This concerns me a lot, all the research you have done and you went from 250 a day up to 500 a day after only 3 days. No guide out there will say to double the dose after 3 days.



ZRJaacques said:


> I'm taking a multi vitamin, fish oil, Creatine and Psyllium Whole Husks every now and then.


So the only vits your taking is a multi vit, not bothering with ALA or Vit E as anti toxants? Or even vit c for water retention? No T3 means you will hold a lot of water so consider Vit C


----------



## Madoxx (Nov 7, 2010)

zyphy said:


> iirc for every 1 lb of fat you lose, you hold 1.5lbs of water lol (if you're not on t3/supplementing enough with vit-c). ignore the scale, wait till after your dnp run is done is the best way to do it


I was running crappy BRL for a week with no t3, I started t3 @ 50mcg and overnight dropped 2lb, this continued for 3 days and I dropped 7lb over the 3 days just from T3 supplimentation sorting the water


----------



## zyphy (Jun 23, 2014)

Madoxx said:


> I was running crappy BRL for a week with no t3, I started t3 @ 50mcg and overnight dropped 2lb, this continued for 3 days and I dropped 7lb over the 3 days just from T3 supplimentation sorting the water


i hope you're using some form of aas whilst on t3, otherwise you will be wasting away muscle


----------



## Madoxx (Nov 7, 2010)

zyphy said:


> i hope you're using some form of aas whilst on t3, otherwise you will be wasting away muscle


Just a little drop here and there


----------



## zyphy (Jun 23, 2014)

Madoxx said:


> This concerns me a lot, all the research you have done and you went from 250 a day up to 500 a day after only 3 days. No guide out there will say to double the dose after 3 days.
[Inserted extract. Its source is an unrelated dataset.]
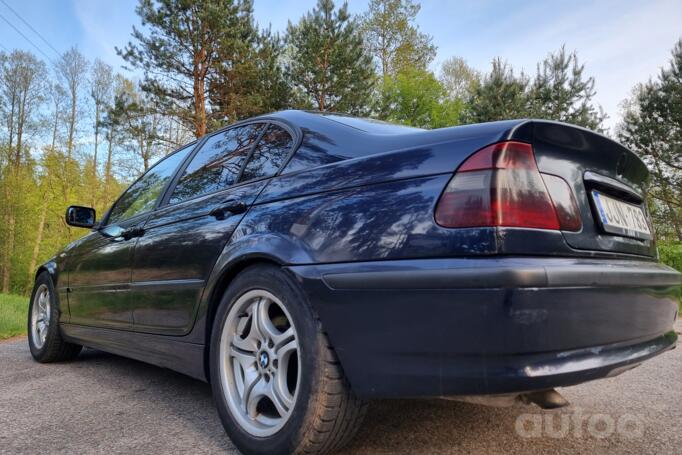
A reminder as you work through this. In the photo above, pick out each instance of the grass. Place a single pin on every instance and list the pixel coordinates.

nobody needs 500mg (of legit dnp) that's the fat ****s who cant stop eating junk food whilst dieting. low dose + cardio + decent deficit is all you need, dnp will then work its magic within that


----------



## ZRJaacques (Jun 21, 2015)

Madoxx said:


> This concerns me a lot, all the research you have done and you went from 250 a day up to 500 a day after only 3 days. No guide out there will say to double the dose after 3 days.
> 
> So the only vits your taking is a multi vit, not bothering with ALA or Vit E as anti toxants? Or even vit c for water retention? No T3 means you will hold a lot of water so consider Vit C


What's the point? I took it for 3 days without an allergic reaction and I don't seem to be suffering all too bad on 500 mg. I only read about a few people who couldn't handle 250 mg so I wanted to give 500 a shot.
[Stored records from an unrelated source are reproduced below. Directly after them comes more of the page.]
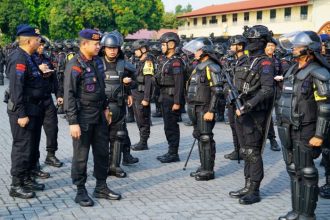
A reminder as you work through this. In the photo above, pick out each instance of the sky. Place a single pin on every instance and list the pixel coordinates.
(196, 4)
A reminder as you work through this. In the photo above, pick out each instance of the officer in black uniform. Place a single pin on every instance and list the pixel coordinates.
(270, 50)
(50, 123)
(25, 110)
(87, 113)
(143, 91)
(119, 74)
(304, 114)
(237, 47)
(256, 84)
(203, 92)
(170, 79)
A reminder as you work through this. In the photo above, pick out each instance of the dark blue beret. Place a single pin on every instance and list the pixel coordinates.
(27, 30)
(90, 34)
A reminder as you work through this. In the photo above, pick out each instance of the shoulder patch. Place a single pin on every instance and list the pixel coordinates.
(176, 63)
(148, 68)
(76, 70)
(266, 62)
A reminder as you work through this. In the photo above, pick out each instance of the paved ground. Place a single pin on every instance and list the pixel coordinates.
(152, 190)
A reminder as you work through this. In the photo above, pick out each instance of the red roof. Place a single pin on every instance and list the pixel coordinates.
(245, 5)
(146, 34)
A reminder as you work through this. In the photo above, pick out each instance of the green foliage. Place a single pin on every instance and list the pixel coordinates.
(61, 19)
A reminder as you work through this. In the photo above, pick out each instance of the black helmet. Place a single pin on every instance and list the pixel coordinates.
(138, 44)
(113, 39)
(237, 39)
(170, 36)
(257, 31)
(68, 44)
(308, 39)
(201, 43)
I'm not supplementing with vitamin C, but I'm not stalling on the scale so the water retention hasn't bothered me all too much. I'm getting a good amount of vitamin C in my multi, and from my pre workout as well as some of my protein powders.


----------



## ZRJaacques (Jun 21, 2015)

zyphy said:


> nobody needs 500mg (of legit dnp) that's the fat ****s who cant stop eating junk food whilst dieting. low dose + cardio + decent deficit is all you need, dnp will then work its magic within that


I hate to think of my self as a fat ass who "can't stop eating junk" but my diet has been in check and I wanted to see how effective 500 mg of DNP can be alongside a PSMF.


----------



## ZRJaacques (Jun 21, 2015)

Bump


----------



## zyphy (Jun 23, 2014)

ZRJaacques said:


> I hate to think of myself as a fat ass who "can't stop eating junk" but my diet has been in check and I wanted to see how effective 500 mg of DNP can be alongside a PSMF.
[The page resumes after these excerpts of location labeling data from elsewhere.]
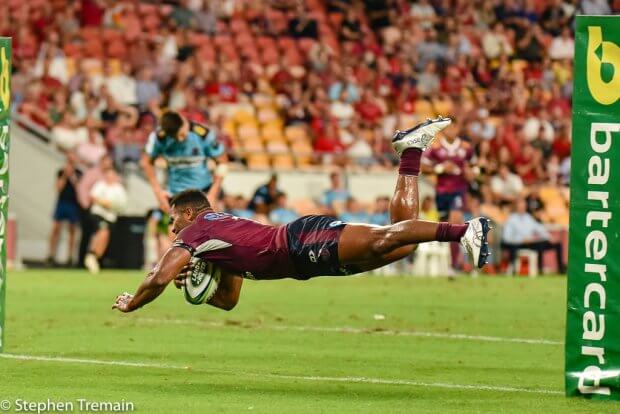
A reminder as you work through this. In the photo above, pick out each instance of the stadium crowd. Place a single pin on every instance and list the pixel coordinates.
(314, 85)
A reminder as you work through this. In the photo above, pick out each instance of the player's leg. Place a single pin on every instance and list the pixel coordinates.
(71, 242)
(368, 247)
(410, 145)
(53, 242)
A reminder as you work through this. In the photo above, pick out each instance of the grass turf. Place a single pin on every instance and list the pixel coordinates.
(276, 352)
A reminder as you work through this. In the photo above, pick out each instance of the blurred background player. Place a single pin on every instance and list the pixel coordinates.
(108, 200)
(449, 159)
(67, 209)
(186, 148)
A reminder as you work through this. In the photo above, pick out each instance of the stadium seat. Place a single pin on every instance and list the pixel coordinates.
(295, 133)
(248, 131)
(258, 161)
(282, 162)
(275, 146)
(252, 145)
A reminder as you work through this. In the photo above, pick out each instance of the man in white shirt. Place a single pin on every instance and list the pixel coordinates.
(562, 47)
(123, 86)
(108, 200)
(522, 231)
if you have true legit 500mg of dnp you wont last very long lol. also the amount of fat you burn as you increase the dose isnt linear, so you will be putting extra strain on your body for no reason.


----------



## Madoxx (Nov 7, 2010)

ZRJaacques said:


> What's the point? I took it for 3 days without an allergic reaction and I don't seem to be suffering all too bad on 500 mg. I only read about a few people who couldn't handle 250 mg so I wanted to give 500 a shot.
> 
> I'm not supplementing with vitamin C, but I'm not stalling on the scale so the water retention hasn't bothered me all too much. I'm getting a good amount of vitamin C in my multi, and from my pre workout as well as some of my protein powders.


Mate, i have gone up to 600mg of BRL DNP and was fine. However at 375mg of "Banned Labs" I was ****ed. I lasted 3 days and dropped the dose back down by skipping a day.

All your research and surely you know you dont hit peak dose of DNP until around day 7. So to increase the dose after 3 days when you havent experienced if you can handle 250mg yet is quite silly.

Look at your multi vit, is it 4g of vit c? I imagine its about 100mg, which is 40x less than the vit c dose im running.


----------



## ZRJaacques (Jun 21, 2015)

zyphy said:


> if you have true legit 500mg of dnp you wont last very long lol. also the amount of fat you burn as you increase the dose isnt linear, so you will be putting extra strain on your body for no reason.


Well I guess I'll never really know whether or not it's a real 500 mg dose but the source seems to be reputable/legit. I've had good results and it seems to be working so far.


----------



## ZRJaacques (Jun 21, 2015)

Actually you hit your peak dose around day 10 of a dose. I'm about to hit day 10 of 500 mg this Sunday so I'll let you know how I feel.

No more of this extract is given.